Transplantation of endothelial progenitor cells (EPCs) leads to better outcomes in experimental stroke, but the mechanism remains unclear. It was reported that astrocytic-high mobility group box1 (HMGB1) promoted endogenous EPC-mediated neurovascular remodeling during stroke recovery. It is unclear whether HMGB1 involves in exogenous EPC-mediated stroke recovery. In this study, we aim to explore whether microglial HMGB1 contributes to human peripheral blood-derived (hPB)-EPCs-mediated neurovascular remodeling by modulating the paracrine function of exogenous hPB-EPCs.
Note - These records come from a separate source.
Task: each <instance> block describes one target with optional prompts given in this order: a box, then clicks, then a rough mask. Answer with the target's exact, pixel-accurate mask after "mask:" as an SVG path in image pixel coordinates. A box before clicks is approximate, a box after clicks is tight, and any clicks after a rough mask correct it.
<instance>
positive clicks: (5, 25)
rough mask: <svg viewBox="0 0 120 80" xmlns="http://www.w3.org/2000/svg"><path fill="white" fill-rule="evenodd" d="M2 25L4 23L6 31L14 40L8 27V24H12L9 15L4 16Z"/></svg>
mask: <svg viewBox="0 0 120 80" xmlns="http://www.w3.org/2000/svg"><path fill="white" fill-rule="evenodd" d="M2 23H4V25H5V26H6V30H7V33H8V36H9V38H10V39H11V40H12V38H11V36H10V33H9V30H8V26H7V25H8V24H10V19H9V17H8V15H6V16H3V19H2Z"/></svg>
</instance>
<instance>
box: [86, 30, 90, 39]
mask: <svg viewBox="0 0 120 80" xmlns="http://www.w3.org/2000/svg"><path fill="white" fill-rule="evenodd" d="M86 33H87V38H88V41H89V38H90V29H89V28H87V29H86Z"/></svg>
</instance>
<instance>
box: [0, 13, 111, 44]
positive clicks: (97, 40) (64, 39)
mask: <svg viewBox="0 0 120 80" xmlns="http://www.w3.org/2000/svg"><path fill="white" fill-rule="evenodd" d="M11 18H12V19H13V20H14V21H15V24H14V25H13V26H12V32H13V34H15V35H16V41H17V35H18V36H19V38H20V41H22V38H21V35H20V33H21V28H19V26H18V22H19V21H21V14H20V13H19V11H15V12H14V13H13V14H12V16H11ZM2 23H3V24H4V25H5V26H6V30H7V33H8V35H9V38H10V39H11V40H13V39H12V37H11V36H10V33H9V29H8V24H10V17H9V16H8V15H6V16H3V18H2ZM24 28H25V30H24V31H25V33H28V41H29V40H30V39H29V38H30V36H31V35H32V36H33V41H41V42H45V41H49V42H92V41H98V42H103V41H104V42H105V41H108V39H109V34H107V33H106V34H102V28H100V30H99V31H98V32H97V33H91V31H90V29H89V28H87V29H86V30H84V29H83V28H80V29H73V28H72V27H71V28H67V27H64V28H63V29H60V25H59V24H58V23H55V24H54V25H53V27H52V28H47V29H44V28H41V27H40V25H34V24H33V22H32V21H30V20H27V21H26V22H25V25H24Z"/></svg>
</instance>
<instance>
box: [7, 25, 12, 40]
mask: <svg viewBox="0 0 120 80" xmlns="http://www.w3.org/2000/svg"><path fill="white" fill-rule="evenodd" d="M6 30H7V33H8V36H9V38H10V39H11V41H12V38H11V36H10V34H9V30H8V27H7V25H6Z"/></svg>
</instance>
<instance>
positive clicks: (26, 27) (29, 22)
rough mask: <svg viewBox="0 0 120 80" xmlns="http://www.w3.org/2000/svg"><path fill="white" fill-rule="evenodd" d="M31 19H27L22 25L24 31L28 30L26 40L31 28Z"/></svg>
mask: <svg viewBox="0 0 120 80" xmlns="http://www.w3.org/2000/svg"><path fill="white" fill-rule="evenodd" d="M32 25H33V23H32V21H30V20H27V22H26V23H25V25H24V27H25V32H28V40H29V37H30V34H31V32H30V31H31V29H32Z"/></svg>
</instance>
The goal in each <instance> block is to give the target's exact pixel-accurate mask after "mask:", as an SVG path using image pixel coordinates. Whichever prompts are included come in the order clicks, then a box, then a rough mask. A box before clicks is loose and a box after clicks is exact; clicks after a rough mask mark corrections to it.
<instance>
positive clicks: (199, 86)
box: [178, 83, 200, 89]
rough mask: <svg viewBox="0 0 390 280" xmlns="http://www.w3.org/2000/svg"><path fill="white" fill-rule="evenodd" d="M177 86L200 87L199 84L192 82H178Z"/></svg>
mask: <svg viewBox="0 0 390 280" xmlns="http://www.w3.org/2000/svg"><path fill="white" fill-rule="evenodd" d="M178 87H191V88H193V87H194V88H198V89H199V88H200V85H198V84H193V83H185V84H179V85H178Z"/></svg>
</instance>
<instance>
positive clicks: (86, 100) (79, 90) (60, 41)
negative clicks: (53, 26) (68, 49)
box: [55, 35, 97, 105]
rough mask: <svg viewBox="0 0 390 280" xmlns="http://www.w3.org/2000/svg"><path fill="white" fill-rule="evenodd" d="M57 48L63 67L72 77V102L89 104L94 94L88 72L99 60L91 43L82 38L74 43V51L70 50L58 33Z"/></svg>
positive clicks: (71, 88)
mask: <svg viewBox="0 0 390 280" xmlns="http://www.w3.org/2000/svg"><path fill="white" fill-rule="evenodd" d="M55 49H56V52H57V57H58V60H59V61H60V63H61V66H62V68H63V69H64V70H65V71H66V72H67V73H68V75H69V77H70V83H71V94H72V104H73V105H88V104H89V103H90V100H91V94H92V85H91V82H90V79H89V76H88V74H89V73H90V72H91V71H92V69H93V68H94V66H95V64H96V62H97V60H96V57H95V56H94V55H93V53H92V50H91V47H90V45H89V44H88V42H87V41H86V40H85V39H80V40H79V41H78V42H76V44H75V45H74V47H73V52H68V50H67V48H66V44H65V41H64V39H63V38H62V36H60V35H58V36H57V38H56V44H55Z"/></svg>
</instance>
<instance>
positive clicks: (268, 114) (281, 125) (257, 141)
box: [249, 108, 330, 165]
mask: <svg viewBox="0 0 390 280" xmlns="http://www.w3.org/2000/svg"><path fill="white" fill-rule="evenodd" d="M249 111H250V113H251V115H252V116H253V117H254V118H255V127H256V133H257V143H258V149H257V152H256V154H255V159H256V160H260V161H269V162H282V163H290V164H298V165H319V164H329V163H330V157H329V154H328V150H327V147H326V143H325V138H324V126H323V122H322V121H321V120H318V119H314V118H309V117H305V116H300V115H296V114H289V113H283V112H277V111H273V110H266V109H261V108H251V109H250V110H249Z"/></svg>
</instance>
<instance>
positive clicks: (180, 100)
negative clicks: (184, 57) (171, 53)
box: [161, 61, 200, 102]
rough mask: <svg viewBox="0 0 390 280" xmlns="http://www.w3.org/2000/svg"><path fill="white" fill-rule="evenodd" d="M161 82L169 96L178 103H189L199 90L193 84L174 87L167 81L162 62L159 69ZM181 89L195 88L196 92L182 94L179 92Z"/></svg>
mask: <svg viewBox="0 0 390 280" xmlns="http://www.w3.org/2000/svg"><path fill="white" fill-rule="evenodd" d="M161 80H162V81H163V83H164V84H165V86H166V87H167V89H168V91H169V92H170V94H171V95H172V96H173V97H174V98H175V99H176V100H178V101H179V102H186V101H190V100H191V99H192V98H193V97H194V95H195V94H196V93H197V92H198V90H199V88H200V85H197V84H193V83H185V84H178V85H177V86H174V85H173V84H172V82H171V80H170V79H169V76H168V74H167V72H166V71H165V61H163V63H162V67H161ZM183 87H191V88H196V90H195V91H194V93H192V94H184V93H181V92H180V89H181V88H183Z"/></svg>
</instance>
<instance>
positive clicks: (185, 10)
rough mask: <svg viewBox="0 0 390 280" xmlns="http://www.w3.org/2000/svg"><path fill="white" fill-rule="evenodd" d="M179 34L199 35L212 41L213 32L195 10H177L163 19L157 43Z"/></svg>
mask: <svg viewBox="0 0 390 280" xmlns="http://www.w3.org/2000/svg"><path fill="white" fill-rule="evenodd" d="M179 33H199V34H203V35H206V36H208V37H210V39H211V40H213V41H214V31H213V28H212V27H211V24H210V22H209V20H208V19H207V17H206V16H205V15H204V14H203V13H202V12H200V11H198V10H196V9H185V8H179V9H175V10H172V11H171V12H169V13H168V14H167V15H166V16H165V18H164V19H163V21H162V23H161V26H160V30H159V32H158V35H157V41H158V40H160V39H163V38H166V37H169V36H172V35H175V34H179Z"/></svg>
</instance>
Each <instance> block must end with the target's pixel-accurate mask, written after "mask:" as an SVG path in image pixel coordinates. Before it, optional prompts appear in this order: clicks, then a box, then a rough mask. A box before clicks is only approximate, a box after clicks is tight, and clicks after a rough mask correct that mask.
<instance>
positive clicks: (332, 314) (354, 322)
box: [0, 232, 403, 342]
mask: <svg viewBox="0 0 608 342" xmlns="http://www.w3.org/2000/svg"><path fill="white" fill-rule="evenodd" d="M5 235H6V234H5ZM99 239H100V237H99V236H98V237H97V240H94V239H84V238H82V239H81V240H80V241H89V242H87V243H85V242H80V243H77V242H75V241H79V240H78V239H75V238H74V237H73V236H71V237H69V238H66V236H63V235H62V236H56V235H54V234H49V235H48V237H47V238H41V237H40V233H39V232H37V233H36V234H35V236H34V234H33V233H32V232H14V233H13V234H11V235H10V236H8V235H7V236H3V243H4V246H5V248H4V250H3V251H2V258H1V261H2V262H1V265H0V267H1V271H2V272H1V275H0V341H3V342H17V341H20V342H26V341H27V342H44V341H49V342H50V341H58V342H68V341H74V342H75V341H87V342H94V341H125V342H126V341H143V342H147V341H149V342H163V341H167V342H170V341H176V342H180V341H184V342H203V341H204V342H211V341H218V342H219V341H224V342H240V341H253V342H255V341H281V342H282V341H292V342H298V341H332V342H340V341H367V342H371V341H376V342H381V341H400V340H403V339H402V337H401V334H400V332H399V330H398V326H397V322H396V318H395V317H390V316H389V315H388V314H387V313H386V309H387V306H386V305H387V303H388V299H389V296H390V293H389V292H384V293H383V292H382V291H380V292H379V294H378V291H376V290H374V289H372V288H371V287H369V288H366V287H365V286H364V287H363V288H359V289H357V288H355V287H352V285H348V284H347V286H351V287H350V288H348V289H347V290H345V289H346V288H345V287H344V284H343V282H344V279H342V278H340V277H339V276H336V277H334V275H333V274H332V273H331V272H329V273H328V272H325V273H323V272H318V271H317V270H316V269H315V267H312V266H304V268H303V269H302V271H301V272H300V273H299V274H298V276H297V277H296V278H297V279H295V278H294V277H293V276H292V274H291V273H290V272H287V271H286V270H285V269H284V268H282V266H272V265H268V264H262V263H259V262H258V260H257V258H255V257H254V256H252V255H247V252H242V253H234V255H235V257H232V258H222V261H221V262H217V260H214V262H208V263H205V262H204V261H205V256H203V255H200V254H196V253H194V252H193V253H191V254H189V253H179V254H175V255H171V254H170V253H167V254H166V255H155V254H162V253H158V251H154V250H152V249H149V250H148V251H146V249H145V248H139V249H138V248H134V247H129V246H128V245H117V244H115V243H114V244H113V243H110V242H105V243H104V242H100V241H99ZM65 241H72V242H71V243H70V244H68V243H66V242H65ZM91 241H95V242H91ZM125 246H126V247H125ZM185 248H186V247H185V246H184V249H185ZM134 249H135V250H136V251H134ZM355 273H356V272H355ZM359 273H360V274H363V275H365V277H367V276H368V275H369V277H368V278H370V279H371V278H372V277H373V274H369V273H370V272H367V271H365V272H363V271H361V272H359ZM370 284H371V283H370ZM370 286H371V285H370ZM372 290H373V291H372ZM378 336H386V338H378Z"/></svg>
Coculturing hPB-EPCs with lipopolysaccharides stimulated BV2 cells upregulated Interleukin-8 expression in hPB-EPCs; this was blocked by treating BV2 cells with HMGB1 inhibitor Glycyrrhizin. Conditioned medium (CM) of hPB-EPCs cocultured with BV2 cells promoted the viability and tube formation of human umbilical cord vein cells. Inhibiting either HMGB1 or IL-8 could block the effect of hPB-EPCs CM. In vivo study showed hPB-EPCs transplantation improved neurobehavioral outcomes, reduced brain atrophy volume, and enhanced neovascularization in transient middle cerebral artery occlusion (tMCAO) mice. Intraperitoneally administration of HMGB1 inhibitor glycyrrhizin blocked the beneficial effect of hPB-EPC transplantation. We did not observe the integration of green fluorescent protein-labeled hPB-EPCs with microvessels in peri-infarct areas at day-14 after tMCAO. In summary, the result suggested that HMGB1 upregulation in postischemic brain could promote exogenous hPB-EPC-mediated stroke recovery by modulating paracrine function of hPB-EPCs.